CHAT: Japanese "sh" (was: Re: CHAT: F.L.O.E.S.)
From: | Douglas Koller, Latin & French <latinfrench@...> |
Date: | Wednesday, March 3, 2004, 22:24 |
>Quoting Christophe Grandsire <christophe.grandsire@...>:
>
>> En réponse à Andreas Johansson :
>>
>>
>> >Waitaminit! If 'sh' isn't apical, it can't be [S] as Christophe says, since
>> >that's supposed to be apical.
>>
>> Doesn't "apical" mean "with the tip of the tongue"? If so, then [S] is
>> certainly *not* apical. At least, I've never pronounced it that way (and I
>> cannot! When pronouncing [S], the tip of my tongue is *down*, and it's the
>> body of the tongue which is close to the palato-alveolar region) and I have
>> no default of pronunciation.
>
>Checking my linguistics textbook, it appears to say that there are both apical
>and laminal versions of [S]. The sound I use for Swedish /C/, German /S/ and
>English /S/ is postalveolar apical fricative, near as I can tell.

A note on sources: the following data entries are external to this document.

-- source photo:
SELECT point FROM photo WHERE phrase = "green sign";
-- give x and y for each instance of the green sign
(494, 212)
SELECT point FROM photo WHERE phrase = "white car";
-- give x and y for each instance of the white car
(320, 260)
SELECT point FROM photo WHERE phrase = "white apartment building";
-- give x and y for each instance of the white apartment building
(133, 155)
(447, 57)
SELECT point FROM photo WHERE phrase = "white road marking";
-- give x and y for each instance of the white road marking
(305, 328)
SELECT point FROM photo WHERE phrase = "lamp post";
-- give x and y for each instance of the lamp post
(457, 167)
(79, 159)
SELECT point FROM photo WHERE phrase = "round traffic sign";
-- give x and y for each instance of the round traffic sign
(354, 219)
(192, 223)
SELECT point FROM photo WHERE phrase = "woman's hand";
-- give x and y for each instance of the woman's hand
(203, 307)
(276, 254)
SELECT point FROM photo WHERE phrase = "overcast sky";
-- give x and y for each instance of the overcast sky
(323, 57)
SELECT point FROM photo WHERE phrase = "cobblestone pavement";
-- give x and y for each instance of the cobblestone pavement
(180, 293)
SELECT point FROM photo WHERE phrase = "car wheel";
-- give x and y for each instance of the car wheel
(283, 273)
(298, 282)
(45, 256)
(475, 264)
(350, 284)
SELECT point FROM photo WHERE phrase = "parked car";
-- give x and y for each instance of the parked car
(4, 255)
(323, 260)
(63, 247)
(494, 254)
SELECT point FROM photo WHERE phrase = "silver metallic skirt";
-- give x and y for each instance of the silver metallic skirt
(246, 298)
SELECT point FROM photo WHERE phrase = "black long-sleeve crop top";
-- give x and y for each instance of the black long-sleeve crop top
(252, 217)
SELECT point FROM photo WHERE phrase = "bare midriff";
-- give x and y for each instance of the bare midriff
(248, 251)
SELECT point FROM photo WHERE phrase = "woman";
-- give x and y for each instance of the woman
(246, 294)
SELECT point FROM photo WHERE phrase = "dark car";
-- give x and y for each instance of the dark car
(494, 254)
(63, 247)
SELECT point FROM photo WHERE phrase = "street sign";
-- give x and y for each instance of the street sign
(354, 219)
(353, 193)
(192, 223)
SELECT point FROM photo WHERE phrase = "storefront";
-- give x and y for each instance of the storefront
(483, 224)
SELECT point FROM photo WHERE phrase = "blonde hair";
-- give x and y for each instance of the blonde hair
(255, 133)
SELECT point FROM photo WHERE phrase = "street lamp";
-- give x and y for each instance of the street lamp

I was going to respectfully disagree with Christophe on this one, but
now we seem to be getting somewhere.
If Christophe's [S] is the French "ch" as in "château", "chez",
"chiot", "chose", and "chute", then I'll agree that it's akin to
Japanese "sh". When I think [S], I think English and other Germanic
langs, which, for me, have some postalveolar apicality, and that's
*not* what's happening in Japanese. Having read Christophe's recent
post about daily exposure to Japanese, I tried out an English [S] in
Japanese "shi" positions, and it sounded distinctly like an American
speaking Japanese.
*I've* thought of Japanese "shi" and "hi" as different manifestations
of [C]. "Shi" is the [C] I use for Chinese pinyin "x" (e.g. "xue2"
/CyE/). "Hi" is the [C] I use for German ich-laut (e.g. "ich" /IC/).
In other words, using non-precise phonetic language: "shi", you used
the word "laminal"? Maybe that's it, at the alveolar ridge; "hi",
center of the tongue against the full blown palate, and perhaps a
little more air.
Now, in the past, I wouldn't have thought of French "ch" as [C], and
I still don't (though in certain environments, English "sh" for
French "ch" sounds, again, like the evil American mangling the beauty
of the French language). While I would describe English "sh" as a
postalveolar apical, laminals also occur in my idiolect in speech,
making it like Chistophe's "ch" (in the same way as, while [T] is
"interdental", postdental works too). Looks like, since we were
simultaneously juggling three or four languages with different
phonemic values for these sounds, precise phonetics values have
gotten confused.
There, problem solved. My next goal: world peace.